How easy/hard do you find the song-writing process and who/what most inspires you?
JWT: Writing has always come naturally for me. I just pretty much pick up the guitar, start mumbling, and then words come out. I’m generally inspired by life in general. Sorry if that’s vague.
PW: Which song, in your opinion, is the greatest ever written and why?
JWT: Wow. Impossible question. I think “Chimes of Freedom” is pretty incredible from a lyrical perspective and seems to encompass the whole range of human experience somehow, but there are other songs that I would put in the greatest song category like “Let It Be” or “Amazing Grace” with much fewer lyrics, but a powerful message all the same.
PW: If you could play one venue anywhere in the world, which would it be and why?
Carnegie Hall. It just has such a classic feel to it. I saw Ryan Adams there in a solo show and it was incredibly raw.
PW: If you could share a stage with three other bands or artists, who can be living or dead, who would they be and why?
JWT: Dylan, Springsteen, and Hendrix. Those guys are all just larger than life and are masters at what they do.
PW: What are your touring/performance plans for the rest of the year?
The rest of this year I’ll be primarily working on finishing up and releasing the record with a release show later in the year.
What are your thoughts on social media and do you agree that it's necessary for bands and artists today?
JWT: I think it’s become such a permanent part of so many of our lives that it’s hard to not see it as a perfect avenue to share new music/shows, art, etc.
PW: How has it helped you establish yourself?
JWT: It’s given me as an independent musician the ability to share music with people in a way that would not have otherwise been possible through just a website or pretty much any other means. It’s a great vehicle to connect with people.
PW: What does the rest of the year have in store for you?
JWT: The rest of this year I’ll be primarily working on finishing up and releasing the record with a release show later in the year.
PW: Finally then, what's your ultimate ambition as an artist and what would you have to achieve in order for you to happily call it a day?

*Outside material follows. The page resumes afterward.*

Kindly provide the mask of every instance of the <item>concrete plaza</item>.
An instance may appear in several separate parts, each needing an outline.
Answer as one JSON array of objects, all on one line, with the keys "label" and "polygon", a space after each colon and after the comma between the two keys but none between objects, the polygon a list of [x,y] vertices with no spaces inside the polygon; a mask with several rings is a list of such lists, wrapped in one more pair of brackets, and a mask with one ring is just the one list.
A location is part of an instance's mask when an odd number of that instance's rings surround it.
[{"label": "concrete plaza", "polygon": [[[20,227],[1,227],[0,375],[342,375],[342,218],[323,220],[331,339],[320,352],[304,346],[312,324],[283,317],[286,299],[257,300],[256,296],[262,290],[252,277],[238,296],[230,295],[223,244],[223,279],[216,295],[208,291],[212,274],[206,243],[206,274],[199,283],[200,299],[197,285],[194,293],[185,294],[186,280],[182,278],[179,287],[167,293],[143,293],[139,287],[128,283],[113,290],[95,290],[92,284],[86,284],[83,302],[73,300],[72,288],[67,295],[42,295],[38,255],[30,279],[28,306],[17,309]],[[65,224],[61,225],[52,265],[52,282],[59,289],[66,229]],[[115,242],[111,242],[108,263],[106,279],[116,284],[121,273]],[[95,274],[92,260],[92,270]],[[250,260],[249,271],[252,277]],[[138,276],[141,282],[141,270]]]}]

JWT: I wish I could go back in time and tell my younger self this, but there really is no “ultimate” ambition that would make me want to say, “alright that’s good, I’m done”. I have come to believe that music is a lifelong pursuit that should never end until you die. There are no deadlines, everyone is on a different path and has a different definition of success. To me, success is just keeping that desire to make music alive for as long as possible. If you’re still curious enough about the world around you to keep writing, and you’re humble enough to believe that your best work has yet to be written, then you’ve succeeded, and if people listen and it connects with them, even better.